Gov. Nathan Deal declared a state of emergency in all 159 counties in the state — the first time a Georgia governor has done this, according to the newspaper. Delta Air Lines and Southwest Airlines canceled flights into and out of Atlanta.

“Irma continues to slowly weaken while moving into southern Georgia,” said a 2 p.m. bulletin from the National Hurricane Center on Monday. Maximum sustained winds had decreased to near 60 mph, with higher gusts.

Irma was moving toward the north-northwest at near 17 mph, a motion that was expected to continue through Tuesday.

The storm was expected to move into eastern Alabama Tuesday morning. “Eastern Alabama, long forecast as the hardest hit area, braced for gusts blowing up to 50 mph,” the Montgomery Advertiser reported Monday.

Though it is forecast to become a tropical depression on Tuesday, “Irma remains a large tropical cyclone,” the hurricane center said in its 2 p.m. update on Sept. 11. “Tropical-storm-force winds extend outward up to 415 miles from the center.”

One of the remarkable things about Irma has been its sheer size. Radar and satellite images of the hurricane showed, no matter where Irma’s eye was at any given time as it traveled up through Florida, the swirling storm was wider than the state.

Mutual aid being coordinated for Virgin Islands, Puerto Rico

After Hurricane Irma hit Puerto Rico on Sept. 6, about 70 percent of the Puerto Rico Electric Power Authority’s customers — more than 1 million — were reported out of power. As of the early afternoon on Sept. 9, that had diminished to 596,542, PREPA reported on Twitter.

In the Virgin Islands, which were very hard hit by the hurricane, electric service had been restored to the airport and hospital on St. Thomas as of Sept. 9, but all other customers on St. Thomas and St. John remained without power.

A state of emergency has been declared in Puerto Rico, the Virgin Islands, Florida, North Carolina, South Carolina, Georgia, Virginia and Alabama.
On Sunday, President Trump approved a disaster declaration for Florida that authorizes the use of federal funds for the counties of Charlotte, Collier, Hillsborough, Lee, Manatee, Miami-Dade, Monroe, Pinellas and Sarasota.

"Assistance can include grants for temporary housing and home repairs, low-cost loans to cover uninsured property losses and other programs to help individuals and business owners recover from the effects of the disaster," the Federal Emergency Management Agency said in a news release.

Irma follows quickly on the heels of another hurricane that hit the United States as a Category 4 storm: Hurricane Harvey, which brought disastrous flooding to Houston.

The United States has been hit by more than one Category 4 hurricane in the same season only once before, the Washington Post’s weather editor, Jason Samenow, reported Sept. 8. That was in 1915, when two Cat 4 hurricanes hit Texas and Louisiana six weeks apart, he said.

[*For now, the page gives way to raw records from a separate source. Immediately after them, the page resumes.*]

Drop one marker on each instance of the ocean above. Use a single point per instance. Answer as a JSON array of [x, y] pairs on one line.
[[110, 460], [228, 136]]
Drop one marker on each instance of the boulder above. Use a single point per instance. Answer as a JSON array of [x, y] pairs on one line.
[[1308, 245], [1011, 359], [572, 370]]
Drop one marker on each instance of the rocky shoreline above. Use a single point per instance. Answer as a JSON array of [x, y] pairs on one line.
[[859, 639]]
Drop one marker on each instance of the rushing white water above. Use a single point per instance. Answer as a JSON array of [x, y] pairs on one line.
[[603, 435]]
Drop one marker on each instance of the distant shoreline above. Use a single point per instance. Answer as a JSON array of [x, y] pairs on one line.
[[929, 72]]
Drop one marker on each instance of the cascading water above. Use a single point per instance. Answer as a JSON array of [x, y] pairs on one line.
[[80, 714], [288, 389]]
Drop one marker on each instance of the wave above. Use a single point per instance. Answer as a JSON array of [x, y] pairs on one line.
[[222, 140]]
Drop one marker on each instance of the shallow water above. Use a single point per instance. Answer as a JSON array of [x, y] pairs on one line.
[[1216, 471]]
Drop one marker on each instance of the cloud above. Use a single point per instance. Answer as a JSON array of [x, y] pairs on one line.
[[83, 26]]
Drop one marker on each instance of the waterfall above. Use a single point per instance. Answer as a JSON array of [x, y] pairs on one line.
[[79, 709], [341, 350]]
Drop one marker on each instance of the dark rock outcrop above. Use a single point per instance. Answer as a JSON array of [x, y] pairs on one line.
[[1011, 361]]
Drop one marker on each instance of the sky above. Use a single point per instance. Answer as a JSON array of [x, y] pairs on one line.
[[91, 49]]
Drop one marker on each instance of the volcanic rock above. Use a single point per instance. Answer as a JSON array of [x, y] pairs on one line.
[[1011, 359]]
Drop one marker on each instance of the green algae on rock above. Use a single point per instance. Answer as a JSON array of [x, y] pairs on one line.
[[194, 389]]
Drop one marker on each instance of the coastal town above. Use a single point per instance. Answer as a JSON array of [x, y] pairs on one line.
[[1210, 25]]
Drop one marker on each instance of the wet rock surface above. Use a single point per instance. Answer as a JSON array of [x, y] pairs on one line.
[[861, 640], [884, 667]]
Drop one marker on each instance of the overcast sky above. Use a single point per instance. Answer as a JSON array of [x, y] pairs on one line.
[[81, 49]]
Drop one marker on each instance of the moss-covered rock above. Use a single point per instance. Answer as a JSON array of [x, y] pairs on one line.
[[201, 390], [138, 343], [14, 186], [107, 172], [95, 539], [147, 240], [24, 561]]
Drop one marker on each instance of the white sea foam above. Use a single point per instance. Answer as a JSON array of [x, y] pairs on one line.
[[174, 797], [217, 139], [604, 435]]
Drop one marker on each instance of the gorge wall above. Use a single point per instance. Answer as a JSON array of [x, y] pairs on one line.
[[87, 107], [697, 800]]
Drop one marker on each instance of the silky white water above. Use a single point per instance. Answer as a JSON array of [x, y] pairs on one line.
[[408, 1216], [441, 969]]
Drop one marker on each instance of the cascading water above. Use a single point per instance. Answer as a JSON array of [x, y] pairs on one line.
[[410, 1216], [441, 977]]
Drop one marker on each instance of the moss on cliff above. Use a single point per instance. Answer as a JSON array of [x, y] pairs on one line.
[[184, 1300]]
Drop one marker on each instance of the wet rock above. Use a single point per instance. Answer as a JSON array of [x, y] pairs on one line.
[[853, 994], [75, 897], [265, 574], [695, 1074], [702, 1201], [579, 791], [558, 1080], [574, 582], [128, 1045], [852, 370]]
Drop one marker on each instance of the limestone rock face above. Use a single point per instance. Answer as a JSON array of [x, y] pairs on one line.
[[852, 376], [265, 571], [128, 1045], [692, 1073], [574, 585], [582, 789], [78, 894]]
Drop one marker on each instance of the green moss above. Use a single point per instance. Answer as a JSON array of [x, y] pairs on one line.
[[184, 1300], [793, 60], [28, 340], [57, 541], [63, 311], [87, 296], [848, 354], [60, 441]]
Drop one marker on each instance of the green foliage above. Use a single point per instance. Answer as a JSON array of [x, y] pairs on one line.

Hurricane Jose predicted to do a loop

Hurricane Jose, which could be seen trailing Hurricane Irma in video footage taken from space a few days ago, had maximum sustained winds of 105 mph as of Monday morning, making it a Category 2 hurricane. The National Hurricane Center is predicting that Jose will do a circular dance in the Atlantic over the next few days. By next Saturday, the prediction cone shows Jose within possible striking distance of Florida or some other East Coast destination.

The Department of Energy is issuing regular situation reports on Irma.